On 7 July, the Center for Governance and Culture in Europe at the University of St Gallen together with the Leibniz Institute for East and South East European Studies Regensburg organized a one-day workshop on the future of secessionist conflicts in the wider Black Sea region. The event was held in Bucharest at the New Europe College and brought together mostly young researchers from Germany, Switzerland, Georgia, Romania, Bosnia-Herzegovina, Czechia, Russia, Azerbaijan and Moldova. In three sessions, participants sought to establish the state of the art in the field of research on secessionist conflicts and – inspired by the University of St Gallen’s research as part of EU-STRAT’s work package 3 – to deliberate on the interdependencies of different secessionist conflicts.
Panel I explored the issue of commonalities and differences between protracted conflicts by focusing on the cases of Abkhazia, South Ossetia, Crimea and Republika Srpska. For one, it touched upon the philosophical question of under which circumstances secession can be justified and whether in the wake of Putin’s justification for annexing Crimea secession may become regularized rather than remain reserved only to extremely oppressed peoples. The argument was made that the Russian foreign policy elite’s approaches to separatist statelets changed not in 2014 but in 2008 following the war in Georgia and Kosovo’s declaration of independence. Moreover, it was emphasized how important not only the ethnic imaginary but also an idealized memory of the Socialist social order was for secessionism and how detrimental intrusive policies by the EU could be – for instance in Bosnia-Herzegovina – for the growth of a culture of democratic accountability.

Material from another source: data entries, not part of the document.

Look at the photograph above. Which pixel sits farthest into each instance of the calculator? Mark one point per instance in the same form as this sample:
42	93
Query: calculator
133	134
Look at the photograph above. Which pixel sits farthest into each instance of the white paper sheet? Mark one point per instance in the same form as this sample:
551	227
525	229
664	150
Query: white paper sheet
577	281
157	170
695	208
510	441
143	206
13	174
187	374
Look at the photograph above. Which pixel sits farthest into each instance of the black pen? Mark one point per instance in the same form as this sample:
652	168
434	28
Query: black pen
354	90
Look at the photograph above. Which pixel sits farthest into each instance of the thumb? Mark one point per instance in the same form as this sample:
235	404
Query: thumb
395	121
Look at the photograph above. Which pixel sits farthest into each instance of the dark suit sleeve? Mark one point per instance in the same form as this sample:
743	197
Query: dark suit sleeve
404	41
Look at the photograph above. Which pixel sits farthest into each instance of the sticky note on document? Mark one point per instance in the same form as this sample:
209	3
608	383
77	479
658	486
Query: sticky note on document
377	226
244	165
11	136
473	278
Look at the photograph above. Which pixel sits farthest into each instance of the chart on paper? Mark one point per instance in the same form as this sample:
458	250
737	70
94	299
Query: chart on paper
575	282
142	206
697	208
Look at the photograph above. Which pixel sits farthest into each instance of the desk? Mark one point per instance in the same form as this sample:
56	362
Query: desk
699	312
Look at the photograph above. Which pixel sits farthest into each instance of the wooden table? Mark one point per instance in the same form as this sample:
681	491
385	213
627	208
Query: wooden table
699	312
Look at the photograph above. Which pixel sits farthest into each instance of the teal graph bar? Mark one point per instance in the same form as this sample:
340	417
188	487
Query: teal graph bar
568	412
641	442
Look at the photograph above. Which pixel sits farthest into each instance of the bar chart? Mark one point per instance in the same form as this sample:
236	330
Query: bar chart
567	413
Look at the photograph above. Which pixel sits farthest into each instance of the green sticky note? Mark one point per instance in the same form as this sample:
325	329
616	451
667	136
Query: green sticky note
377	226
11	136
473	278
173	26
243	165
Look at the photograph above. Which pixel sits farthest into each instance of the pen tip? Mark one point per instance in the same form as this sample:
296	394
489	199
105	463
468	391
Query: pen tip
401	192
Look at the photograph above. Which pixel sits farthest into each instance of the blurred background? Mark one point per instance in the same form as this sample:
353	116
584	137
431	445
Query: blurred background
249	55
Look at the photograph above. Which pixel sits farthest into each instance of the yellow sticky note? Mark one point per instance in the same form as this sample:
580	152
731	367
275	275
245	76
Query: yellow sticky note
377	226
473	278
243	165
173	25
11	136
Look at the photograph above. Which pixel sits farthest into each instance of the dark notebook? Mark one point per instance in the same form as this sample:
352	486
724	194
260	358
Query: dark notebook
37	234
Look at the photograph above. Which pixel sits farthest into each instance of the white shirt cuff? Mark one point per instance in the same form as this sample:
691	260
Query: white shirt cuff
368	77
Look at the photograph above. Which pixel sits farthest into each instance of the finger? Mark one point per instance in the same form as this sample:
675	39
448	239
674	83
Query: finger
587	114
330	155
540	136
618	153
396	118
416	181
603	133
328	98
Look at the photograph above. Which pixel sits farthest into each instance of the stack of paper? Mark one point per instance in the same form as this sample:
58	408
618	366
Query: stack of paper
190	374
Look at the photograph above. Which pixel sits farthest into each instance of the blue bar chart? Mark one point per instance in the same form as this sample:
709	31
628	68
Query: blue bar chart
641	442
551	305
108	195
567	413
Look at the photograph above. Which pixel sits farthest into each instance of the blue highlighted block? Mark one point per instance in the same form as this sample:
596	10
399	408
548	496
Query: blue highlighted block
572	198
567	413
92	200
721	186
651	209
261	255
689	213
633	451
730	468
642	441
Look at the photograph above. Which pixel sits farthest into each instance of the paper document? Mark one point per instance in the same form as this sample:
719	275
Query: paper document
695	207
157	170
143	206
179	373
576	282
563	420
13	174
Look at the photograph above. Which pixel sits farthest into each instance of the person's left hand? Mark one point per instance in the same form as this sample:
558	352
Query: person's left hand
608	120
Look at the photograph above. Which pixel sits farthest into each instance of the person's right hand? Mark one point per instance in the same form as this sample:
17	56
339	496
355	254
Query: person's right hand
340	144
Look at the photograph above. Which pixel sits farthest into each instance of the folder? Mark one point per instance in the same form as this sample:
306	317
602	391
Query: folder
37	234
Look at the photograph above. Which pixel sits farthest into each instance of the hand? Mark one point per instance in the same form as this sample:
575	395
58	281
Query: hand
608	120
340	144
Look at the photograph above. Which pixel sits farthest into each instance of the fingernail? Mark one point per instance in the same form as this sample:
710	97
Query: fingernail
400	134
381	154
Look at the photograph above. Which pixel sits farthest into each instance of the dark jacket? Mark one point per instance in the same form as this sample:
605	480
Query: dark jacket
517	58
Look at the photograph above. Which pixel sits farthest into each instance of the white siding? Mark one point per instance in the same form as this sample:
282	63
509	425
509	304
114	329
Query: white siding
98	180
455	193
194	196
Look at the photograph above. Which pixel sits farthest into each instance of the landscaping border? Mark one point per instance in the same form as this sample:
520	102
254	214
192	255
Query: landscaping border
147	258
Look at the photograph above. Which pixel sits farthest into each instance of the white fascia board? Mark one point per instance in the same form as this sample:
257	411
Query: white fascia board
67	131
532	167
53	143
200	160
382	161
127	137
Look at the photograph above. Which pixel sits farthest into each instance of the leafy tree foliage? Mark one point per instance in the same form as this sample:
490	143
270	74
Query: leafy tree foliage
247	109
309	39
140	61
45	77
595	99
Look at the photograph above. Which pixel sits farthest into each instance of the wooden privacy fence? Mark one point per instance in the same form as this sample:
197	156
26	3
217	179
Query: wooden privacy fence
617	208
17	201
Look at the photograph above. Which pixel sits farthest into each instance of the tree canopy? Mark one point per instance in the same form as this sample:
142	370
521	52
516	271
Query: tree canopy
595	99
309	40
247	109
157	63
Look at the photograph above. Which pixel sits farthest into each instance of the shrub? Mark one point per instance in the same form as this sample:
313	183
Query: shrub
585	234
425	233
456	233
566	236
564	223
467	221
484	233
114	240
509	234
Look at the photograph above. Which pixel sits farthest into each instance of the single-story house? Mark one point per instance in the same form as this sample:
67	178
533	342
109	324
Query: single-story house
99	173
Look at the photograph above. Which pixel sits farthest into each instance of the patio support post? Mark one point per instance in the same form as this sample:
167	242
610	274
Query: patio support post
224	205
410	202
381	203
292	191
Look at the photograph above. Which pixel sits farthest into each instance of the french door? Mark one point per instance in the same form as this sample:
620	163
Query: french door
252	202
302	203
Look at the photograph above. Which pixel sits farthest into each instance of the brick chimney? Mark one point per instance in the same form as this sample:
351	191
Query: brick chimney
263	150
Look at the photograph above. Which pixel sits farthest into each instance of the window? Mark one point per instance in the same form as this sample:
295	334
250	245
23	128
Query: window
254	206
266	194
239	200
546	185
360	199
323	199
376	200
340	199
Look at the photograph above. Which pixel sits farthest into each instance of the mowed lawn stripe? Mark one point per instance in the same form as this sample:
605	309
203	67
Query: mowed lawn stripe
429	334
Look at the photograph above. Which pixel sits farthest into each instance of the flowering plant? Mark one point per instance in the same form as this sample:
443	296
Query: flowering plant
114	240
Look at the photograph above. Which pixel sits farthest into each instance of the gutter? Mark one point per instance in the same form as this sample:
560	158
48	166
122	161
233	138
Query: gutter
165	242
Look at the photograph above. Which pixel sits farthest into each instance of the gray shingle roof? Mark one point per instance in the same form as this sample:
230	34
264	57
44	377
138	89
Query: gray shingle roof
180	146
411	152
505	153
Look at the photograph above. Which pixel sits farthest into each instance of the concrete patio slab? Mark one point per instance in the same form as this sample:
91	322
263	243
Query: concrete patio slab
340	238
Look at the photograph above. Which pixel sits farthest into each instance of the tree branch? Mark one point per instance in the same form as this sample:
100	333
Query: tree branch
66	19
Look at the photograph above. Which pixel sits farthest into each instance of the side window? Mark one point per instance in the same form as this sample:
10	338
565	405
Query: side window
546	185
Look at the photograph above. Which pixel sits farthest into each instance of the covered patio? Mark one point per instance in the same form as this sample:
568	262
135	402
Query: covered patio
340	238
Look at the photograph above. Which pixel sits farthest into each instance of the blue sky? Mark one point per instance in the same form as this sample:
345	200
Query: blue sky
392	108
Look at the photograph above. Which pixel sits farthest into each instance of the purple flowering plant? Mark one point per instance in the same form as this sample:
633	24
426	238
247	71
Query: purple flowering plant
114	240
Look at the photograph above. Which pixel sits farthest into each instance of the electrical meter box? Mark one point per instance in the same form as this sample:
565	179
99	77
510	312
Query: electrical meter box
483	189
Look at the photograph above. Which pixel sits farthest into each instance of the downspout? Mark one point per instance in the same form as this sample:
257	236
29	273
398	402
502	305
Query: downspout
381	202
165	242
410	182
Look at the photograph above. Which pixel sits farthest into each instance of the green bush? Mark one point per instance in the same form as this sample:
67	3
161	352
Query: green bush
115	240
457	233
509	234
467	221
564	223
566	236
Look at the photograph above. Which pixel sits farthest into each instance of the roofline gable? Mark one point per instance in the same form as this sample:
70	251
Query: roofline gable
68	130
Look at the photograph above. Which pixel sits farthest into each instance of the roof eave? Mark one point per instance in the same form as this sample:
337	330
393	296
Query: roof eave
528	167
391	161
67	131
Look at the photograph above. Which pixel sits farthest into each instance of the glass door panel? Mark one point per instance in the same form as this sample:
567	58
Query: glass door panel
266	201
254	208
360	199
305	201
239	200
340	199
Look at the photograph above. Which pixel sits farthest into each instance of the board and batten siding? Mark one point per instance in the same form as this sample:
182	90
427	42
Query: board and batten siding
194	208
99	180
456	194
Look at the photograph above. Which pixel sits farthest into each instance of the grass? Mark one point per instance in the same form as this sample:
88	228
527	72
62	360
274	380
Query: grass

The second panel concentrated on interdependencies between protracted conflicts in the post-Soviet space and delved into the particularities of relations between Russia and Transnistria as well as the economic cost of conflict in Nagorno-Karabakh. There are some forms of institutionalized exchange between the ‘post-Soviet four’ but the lack of further cooperation is not only due to the preference for other relations (e.g. to Russia) but to different ambitions among local elites and some level of competition over international recognition. Whereas in general the level of the client states’ leeway towards the patron is proportional to the severity of the security threat, for the post-Soviet space the global financial crisis marked a turning point as fiscal dependence on Russian aid reduced agency substantially. The militarization and brinkmanship of the Nagorno-Karabakh conflict meanwhile not only imposes high economic costs on states and communities but also negatively effects education, services, corruption and democracy.
In the third panel on the role of international actors, presentations dealt with the international community’s stabilization dilemma and with the contentious part played by international organizations in shaping dialogue and confidence-building measures in Ukraine and Moldova. As unilaterally seceding entities can subsist even without international recognition, the international community faces the insoluble dilemma that efforts to stabilize the situation on the ground, for example through development work, run counter to efforts to stabilize the international state system. In the case of Ukraine, efforts by the EU and OSCE to foster track 2 and track 3 forms of dialogue in a process of orchestration were hampered by very different understandings among Ukrainian stakeholders of what actually constituted dialogue. Similarly, different agendas among donors and the Moldovan government have created downsides for civilian confidence-building measures regarding relations between Transnistria and the right-bank.
The panels were followed by a collective brainstorming session to develop new avenues for the future of this research field and to sow the seeds for collaborative research projects. One strand of argument arose over the need to provincialize the post-Soviet space and to engage more directly with research on secessionist conflicts in other world regions such as Africa as well as with more theoretical approaches from the field of conflict studies and international relations theory. Overall, the workshop benefitted from a very open and collegial atmosphere and there was a general sense that it would lead to further get-togethers in the near future.